Residential construction thrives during pandemic with new starts eclipsing 2019 totals

Residential construction thrives during pandemic with new starts eclipsing 2019 totals

By John Devine

Special to Ontario Construction Report

When COVID-19 first appeared on the scene last winter, it resulted in a lockdown that lasted through the spring and into the summer, with numerous businesses and sectors deemed non-essential required to close their doors.

The construction industry was excluded from the list of sectors deemed non-essential, and proceeded to have a pretty good year in terms of housing construction, resales, and renovations.

According to data from the Ontario Home Builders’ Association (OHBA), the number of new starts from January to December last year totalled 78,916. December numbers aren’t available yet from the Canada Mortgage Housing Corporation (CMHC), but even without them it’s still an increase from the 67,864 starts for all of 2019.

The dawn of 2020 arrived with high expectations for Ontario builders, with the economy booming and a provincial government committed to cutting red tape, says Joe Vaccaro, CEO of the OHBA. Queen’s Park had signalled that a million new homes would be needed in the coming decade, and builders were rising to the challenge.

“Across Ontario, members were launching new communities, providing new housing supply and choice. But we all know what happened on March 17. Ontario declared a State of Emergency in response to the pandemic and shifted resources to respond,” says Vaccaro.

“But the association didn’t stop working, didn’t stop advocating, didn’t stop communicating with our members. We stepped up.”

By May 19, all construction in the province was allowed to proceed. The association, he continues, developed a plan that gave the government the confidence that residential construction could proceed safely during the pandemic. And proceed it did.

“Respecting the necessary rules, OHBA went to work, establishing the health and safety protocols needed to keep job sites open and members working so that they could deliver keys to the thousands waiting to be homeowners,” says Vaccaro.

Stats from the Municipal Property Assessment Corporation (MPAC), which assesses new homes once they have been completed and occupied, also shows an increase in 2020 from the previous year.

In 2019, MPAC assessed a total of 51,829 new residential units, with a value of $27,793,391,026; 2020 saw 52,445 homes assessed, valued at $28,370,327,727.

The resale of housing also recorded a banner year in 2020, with the Canadian Real Estate Association (CREA) saying sales across the country were up 47.2 per cent in December, compared to the same time the previous year, largely driven by increases of more than 20 per cent in the Greater Toronto Area (GTA) and the Vancouver region.

The average home price jumped 17 per cent to just more than $607,000, an increase of 17.1 per cent from December 2019. The number of sales in Canadian housing markets increased for six continuous months through to December, with that month witnessing the biggest annual spike in monthly sales seen in 11 years.

Sales across the GTA were up 24.3 per cent across the GTA compared to the same timeframe in 2019, according to the Toronto Real Estate Board.

“It’s official, despite all the challenges, 2020 was a record year for Canadian resale housing activity,” stated CRA chair Costa Poulopoulos.“While momentum continues into 2021, surging COVID cases and a return to April-like lockdowns in some provinces means we’ll be revisiting some of those virtual technology solutions to process deals in the first few months of the year. Hopefully we’ll have the current wave more under control by the time the spring market rolls around, which is shaping up to be a very active one.”

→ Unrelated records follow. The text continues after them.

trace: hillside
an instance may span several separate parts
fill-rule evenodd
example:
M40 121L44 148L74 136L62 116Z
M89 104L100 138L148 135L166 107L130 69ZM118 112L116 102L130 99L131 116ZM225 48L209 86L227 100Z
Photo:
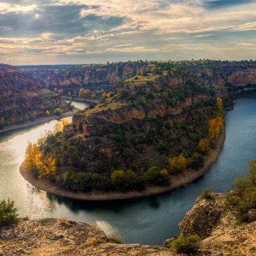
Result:
M13 66L0 64L2 127L43 117L47 110L52 115L56 108L64 112L69 110L64 100L37 82L31 75Z
M104 91L113 90L113 86L117 82L148 71L160 73L174 66L190 70L195 82L208 88L230 85L241 88L256 84L256 61L247 60L127 61L80 65L65 70L36 69L30 72L52 91L55 88L62 88L66 95L71 92L73 97L77 97L79 90L83 88L90 90L99 98Z
M27 166L73 192L168 188L177 174L201 167L216 147L224 126L218 96L233 104L232 90L213 91L194 80L189 70L175 66L118 82L63 132L31 145L42 156L37 165L28 153Z

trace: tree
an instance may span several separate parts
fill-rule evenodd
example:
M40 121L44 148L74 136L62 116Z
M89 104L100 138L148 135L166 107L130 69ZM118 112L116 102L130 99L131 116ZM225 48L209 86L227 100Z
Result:
M58 94L62 95L63 94L63 89L60 89L58 90Z
M13 200L8 199L7 201L0 201L0 229L19 221L17 211Z
M209 139L210 141L217 139L224 126L224 120L221 117L209 120Z
M60 159L60 155L58 155L56 159L56 166L57 166L57 167L60 167L61 166L62 166L61 159Z
M79 166L80 158L76 152L74 152L72 154L71 160L72 163L72 166L73 166L74 167L78 167Z
M95 95L95 94L94 93L93 93L92 94L92 97L91 97L91 98L92 98L92 100L94 100L94 99L95 99L95 97L96 97L96 96Z
M125 174L123 171L115 171L111 175L111 180L113 187L118 190L122 189L125 181Z
M54 114L57 115L61 115L63 114L63 110L60 108L57 108L54 110Z
M31 118L32 119L35 119L36 118L36 112L35 111L34 111L32 114L31 114Z
M184 171L187 167L187 159L183 153L181 153L179 156L174 156L172 159L169 158L166 167L171 174Z
M46 155L42 170L43 171L38 175L39 179L41 179L43 176L46 176L47 178L49 178L55 174L55 159L52 158L49 152L48 152Z
M25 168L37 175L43 164L41 156L42 153L37 144L28 142L26 151Z
M208 138L201 139L198 143L198 147L205 155L209 155L211 151L209 139Z
M82 156L79 163L79 167L80 168L85 168L86 166L87 163L85 161L85 159L84 158L84 156Z

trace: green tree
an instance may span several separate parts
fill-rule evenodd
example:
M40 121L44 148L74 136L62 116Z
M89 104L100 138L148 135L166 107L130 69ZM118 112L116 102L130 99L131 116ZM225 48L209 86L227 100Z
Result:
M0 201L0 229L19 221L17 211L13 200L8 199L7 201Z
M54 110L54 114L57 115L61 115L63 114L63 110L60 108L57 108Z
M86 161L84 158L84 156L82 156L80 159L80 162L79 163L79 167L80 168L85 168L87 166Z
M62 166L61 159L60 158L60 155L58 155L56 159L56 166L57 166L57 167L60 167L61 166Z
M79 162L80 162L80 158L76 152L74 152L71 155L71 160L72 163L72 166L74 167L78 167L79 166Z
M49 117L49 110L46 110L46 113L44 113L44 115L46 117Z
M111 175L112 185L117 189L121 190L125 181L125 174L123 171L115 171Z

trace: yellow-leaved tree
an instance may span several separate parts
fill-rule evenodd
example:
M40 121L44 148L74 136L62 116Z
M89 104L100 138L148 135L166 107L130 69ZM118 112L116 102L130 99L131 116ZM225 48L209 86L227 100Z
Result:
M42 171L38 175L38 178L41 179L43 176L47 178L54 175L56 172L55 159L52 156L51 153L48 152L42 166Z
M179 156L174 156L172 159L169 158L166 167L170 174L184 171L187 167L187 159L183 153L181 153Z
M43 164L38 144L29 141L26 151L25 168L38 175Z
M209 155L210 153L210 141L208 138L201 139L198 143L198 147L205 155Z
M209 139L213 141L218 138L224 126L224 120L221 117L209 120Z

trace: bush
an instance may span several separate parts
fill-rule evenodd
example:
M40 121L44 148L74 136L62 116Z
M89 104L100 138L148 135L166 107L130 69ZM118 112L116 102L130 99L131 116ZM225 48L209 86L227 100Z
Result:
M54 114L55 115L61 115L63 114L63 110L60 108L57 108L54 110Z
M202 193L200 195L200 197L201 199L212 198L212 195L210 195L212 192L212 188L206 188L205 189L203 189Z
M177 253L194 253L200 247L201 238L196 234L188 237L180 236L172 243Z
M14 207L14 201L8 199L0 201L0 228L17 223L19 221L18 209Z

All those resales likely drove renovations in 2020, which saw an increase from the previous year, according to the MPAC. It all added up to a busy year for builders and renovators. The corporation recorded 32,806 permits for renovation work in 2020, totalling $3,630,673,414, compared with 28,406 in 2019, and a total value of $2,610,916,044.

The average permit value of closed permits in 2019 came in at $91,914.25, and in 2020 at $110,671.02. Alterations and renovations of homes led the way, followed by: additions, garages, shed, porch covers, decks, and swimming pools.

“With people spending more time at home this year, we saw an increase in building permits as people invested in making improvements to their homes,” said Carmelo Lipsi, MPAC’s vice-president and Chief Operating Officer.

“We reported over 50 per cent increase in the total assessed value of renovation permits in 2020 compared to 2019, with over 19,529 permits completed, an increase of over 30 per cent compared to the previous year.”

When reviewing the year, an analysis may say it didn’t live up to pre-pandemic expectations, but it ended better than it might have.